CONTACT PLATE MEDIA

Cat. no. P09 Eosin Methylene Blue (EMB), 15x60mm Contact Plate 10 plates/bag
Cat. no. P12 Middlebrook 7H11 Agar, 15x60mm Contact Plate 10 plates/bag
Cat. no. P13 D/E Neutralizing Agar, Irradiated, 15x60mm Contact Plate 10 plates/bag,
20 plates/box
Cat. no. P15 PLET Agar, 15x60mm Contact Plate 10 plates/bag
Cat. no. P16 Baird-Parker Agar, 15x60mm Contact Plate 10 plates/bag
Cat. no. P24 Tryptic Soy Agar (TSA) with Lecithin and Tween®, Irradiated, 15x60mm Contact Plate, Double Bagged 10 plates/bag,
20 plates/box
Cat. no. P25 Sabouraud Dextrose (SabDex) Agar with Lecithin and Tween®, Irradiated, 15x60mm Contact Plate, Double Bagged 10 plates/bag,
20 plates/box
Cat. no. P32 R2A Agar, 15x60mm Contact Plate 10 plates/bag
Cat. no. P33 Blood Agar 5%, 15x60mm Contact Plate 10 plates/bag
Cat. no. P34 Tryptic Soy Agar (TSA) with Lecithin and Tween®,
15x60mm Contact Plate
10 plates/bag
Cat. no. P34D Tryptic Soy Agar (TSA) with Lecithin and Tween®,
15x60mm Contact Plate, Double Bagged
10 plates/bag
Cat. no. P36 Sabouraud Dextrose (SabDex) Agar, 15x60mm Contact Plate 10 plates/bag
Cat. no. P42 Rose Bengal Agar with Chloramphenicol,
15x60mm Contact Plate
10 plates/bag
Cat. no. P47 MacConkey Agar, 15x60mm Contact Plate 10 plates/bag
Cat. no. P51 Standard Methods Agar with Lecithin and Tween®,
15x60mm Contact Plate
10 plates/bag
Cat. no. P54 R2A Agar with D/E, 15x60mm Contact Plate 10 plates/bag
Cat. no. P56 Standard Methods Agar, 15x60mm Contact Plate 10 plates/bag
Cat. no. P62 Potato Dextrose Agar (PDA) with Lecithin and Tween®,
15x60mm Contact Plate
10 plates/bag
Cat. no. P67 Potato Dextrose Agar (PDA) with Sodium Thiosulfate, 15x60mm Contact Plate 10 plates/bag
Cat. no. P74 Tryptic Soy Agar (TSA) with Lecithin and Tween®, Irradiated, 15x60mm Contact Plate, Triple Bagged* 10 plates/bag,
20 plates/box
Cat. no. P75 Sabouraud Dextrose (SabDex) with Lecithin and Tween®, Irradiated, 15x60mm Contact Plate, Triple Bagged* 10 plates/bag,
20 plates/box
Cat. no. P80 Malt Extract Agar with Chloramphenicol,
15x60mm Contact Plate
10 plates/bag
Cat. no. P83 Modified Cellulose Agar, 15x60mm Contact Plate 10 plates/bag
Cat. no. P93 Malt Extract Agar, 15x60mm Contact Plate 10 plates/bag
Cat. no. P98 Mannitol Salt Agar (MSA), 15x60mm Contact Plate 10 plates/bag
Cat. no. P99 D/E Neutralizing Agar, 15x60mm Contact Plate 10 plates/bag
Cat. no. P251 BCYE Agar, 15x60mm Contact Plate 10 plates/bag
* A fourth sterile sample bag is included for packaging after the sample is collected.

INTENDED USE

Hardy Diagnostics Contact Plate Media is recommended for use in the cultivation of microorganisms from environmental surfaces. Each contact plate has a specified grid molded into the bottom of the plate. The plates have a TapTight™ lid, ensuring a good seal of the plate and lid after the sample has been collected. They are used primarily to monitor microbial contamination, for enumeration of microbial colonies growing on a variety of surfaces, and to assist in determining surface sanitation.

SUMMARY

The contact agar method was one of several methods developed in the 1930's to monitor surfaces for contamination. A petri dish with a diameter of 60mm is slightly overfilled with agar medium. Surface contact is made easy by raising the meniscus above the rim.

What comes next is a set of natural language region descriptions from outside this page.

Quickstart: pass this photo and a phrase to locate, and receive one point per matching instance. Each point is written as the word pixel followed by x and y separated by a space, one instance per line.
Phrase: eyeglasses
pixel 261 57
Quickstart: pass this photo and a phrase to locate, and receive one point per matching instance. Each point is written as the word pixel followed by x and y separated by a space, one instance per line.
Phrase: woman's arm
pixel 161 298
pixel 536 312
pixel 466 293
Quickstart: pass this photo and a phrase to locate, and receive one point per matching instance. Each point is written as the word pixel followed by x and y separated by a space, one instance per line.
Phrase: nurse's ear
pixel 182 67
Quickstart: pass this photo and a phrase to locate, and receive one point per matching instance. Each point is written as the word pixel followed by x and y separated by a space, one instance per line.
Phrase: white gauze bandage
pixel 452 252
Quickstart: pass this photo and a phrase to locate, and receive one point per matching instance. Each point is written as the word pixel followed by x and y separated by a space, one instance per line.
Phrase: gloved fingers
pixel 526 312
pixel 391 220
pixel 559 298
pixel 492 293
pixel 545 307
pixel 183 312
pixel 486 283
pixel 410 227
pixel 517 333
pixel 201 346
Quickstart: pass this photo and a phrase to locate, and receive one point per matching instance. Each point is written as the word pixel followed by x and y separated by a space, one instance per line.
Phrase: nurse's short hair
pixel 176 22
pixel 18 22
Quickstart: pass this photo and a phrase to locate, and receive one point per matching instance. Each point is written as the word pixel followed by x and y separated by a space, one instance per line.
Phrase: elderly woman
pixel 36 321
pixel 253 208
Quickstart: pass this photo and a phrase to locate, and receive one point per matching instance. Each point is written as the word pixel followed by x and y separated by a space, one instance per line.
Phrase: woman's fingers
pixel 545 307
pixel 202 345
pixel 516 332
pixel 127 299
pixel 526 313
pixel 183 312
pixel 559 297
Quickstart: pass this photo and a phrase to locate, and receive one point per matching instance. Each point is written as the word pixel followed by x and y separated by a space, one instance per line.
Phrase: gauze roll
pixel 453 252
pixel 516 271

When the contact surface is flat and the expected number of microbes to be recovered is 30-300 colonies, the contact agar method is most useful.(4)

FORMULA

Please refer to specific technical information sheet for formulations of each isolation media listed above.

STORAGE AND SHELF LIFE

Storage: Upon receipt store at 2-8 degrees C. away from direct light. Media should not be used if there are any signs of deterioration (shrinking, cracking, or discoloration), hemolysis (where applicable), contamination, or if the expiration date has passed. Products are light and temperature sensitive; protect from light, excessive heat, moisture, and freezing.

The expiration date applies to each product in its intact packaging when stored as directed.

Refer to the keyword "Storage", in the Hardy Diagnostics software program HUGO™, for more information on storing culture media.

Refer to specific technical information sheet for shelf life of each isolation media listed above.

PRECAUTIONS

For laboratory use only. Observe approved biohazard precautions and aseptic techniques. To be used only by adequately trained and qualified laboratory personnel. Sterilize all biohazard waste before disposal.

Refer to specific technical information sheet, in addition to the keyword "Storage", in the Hardy Diagnostics software program HUGO™, for more information on warnings concerning culture media.

PROCEDURE

Method of Use: Hold the plate with thumb and second finger and use index finger to press plate bottom firmly against the selected test surface. The same amount of pressure should be applied for every sample. Do not move plate laterally. Lateral movement spreads contaminants over the agar surface, thus making resolution of colonies difficult. A rolling motion may be used for slightly curved surfaces.(4)

Section or grid areas (walls, floors, etc.) to be assayed. Samples can then be taken from specific points within the grid.

After collecting the sample, replace lid and sharply tap top of the lid to create a seal.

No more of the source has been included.